AtheneNoctua: your generalising remark about MWs mismanaging VBs is unfair. Yes, some MWs are less professional and competenet that we would hope; this is equally true of doctors, obstetricians, etc, and hundreds of posts on MN will testify. You are clearly biased towards CS - not, as you imply in your OP, in favour of "choice". To tar all MWs with the same brush is wrong.
There are fabulous midwives out there. 3 of them attended my amazing homebirth. I still think of them a lot, nearly a year later. In fact, I'll be sending them each a card to thank them for the fantastic are they gave me, and continued to give me weeks after my DD's birth.

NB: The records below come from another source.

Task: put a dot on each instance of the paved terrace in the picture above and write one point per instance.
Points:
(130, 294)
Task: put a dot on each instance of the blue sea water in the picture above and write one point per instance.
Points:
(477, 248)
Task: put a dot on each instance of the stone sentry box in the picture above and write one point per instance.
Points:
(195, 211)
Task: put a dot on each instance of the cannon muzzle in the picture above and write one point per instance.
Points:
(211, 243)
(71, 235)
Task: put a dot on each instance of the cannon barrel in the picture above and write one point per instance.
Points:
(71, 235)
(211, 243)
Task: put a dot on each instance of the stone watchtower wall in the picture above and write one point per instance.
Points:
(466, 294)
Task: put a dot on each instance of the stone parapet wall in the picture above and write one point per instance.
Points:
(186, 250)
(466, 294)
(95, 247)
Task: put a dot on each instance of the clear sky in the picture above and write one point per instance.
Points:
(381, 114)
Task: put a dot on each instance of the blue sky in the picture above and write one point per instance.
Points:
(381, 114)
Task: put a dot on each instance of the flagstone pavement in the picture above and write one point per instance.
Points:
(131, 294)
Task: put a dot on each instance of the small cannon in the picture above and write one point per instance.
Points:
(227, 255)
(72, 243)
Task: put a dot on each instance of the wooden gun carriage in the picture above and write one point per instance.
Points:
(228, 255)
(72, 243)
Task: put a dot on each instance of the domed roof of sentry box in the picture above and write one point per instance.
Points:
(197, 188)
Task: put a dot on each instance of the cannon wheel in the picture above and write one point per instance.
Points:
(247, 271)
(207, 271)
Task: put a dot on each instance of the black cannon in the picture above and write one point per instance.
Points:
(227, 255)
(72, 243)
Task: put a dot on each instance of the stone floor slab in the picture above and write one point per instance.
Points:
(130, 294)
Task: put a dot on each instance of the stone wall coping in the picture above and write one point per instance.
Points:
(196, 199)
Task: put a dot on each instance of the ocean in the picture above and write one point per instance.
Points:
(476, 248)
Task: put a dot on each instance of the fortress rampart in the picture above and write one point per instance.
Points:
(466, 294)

WRT the OP. It's a tricky issues, obviously. CS is a rational choice insofar as, in the developed world, it pretty much eliminates the terrifying, albeit relatively rare, risks which attend VBs, e.g. brain damage to the baby, etc. If you were presented with the follow info, "a child born by CS will not suffer brain damage; a baby born by VB could", then you would be rational to choose a CS. All the advantages of VB: the effect on the baby's lungs; the exposure to the mother's bacteria; exposure to labour hormones; etc; are pretty much rendered negligible by modern medicine, I should think. There's no way of denying that, I suppose. The 1 in however many thousands chance of damage to the baby is clearly a major factor in influencing people's reason. If CS were available as a choice, no questions asked, I imagine we would see Brazilian levels of uptake.
I think the fact that luck is such a huge element of birth (and I say this as someone who was very lucky with her birth experience: homebirth, no tearing, no side effects, etc.) would compel people to choose the option where luck is factored out.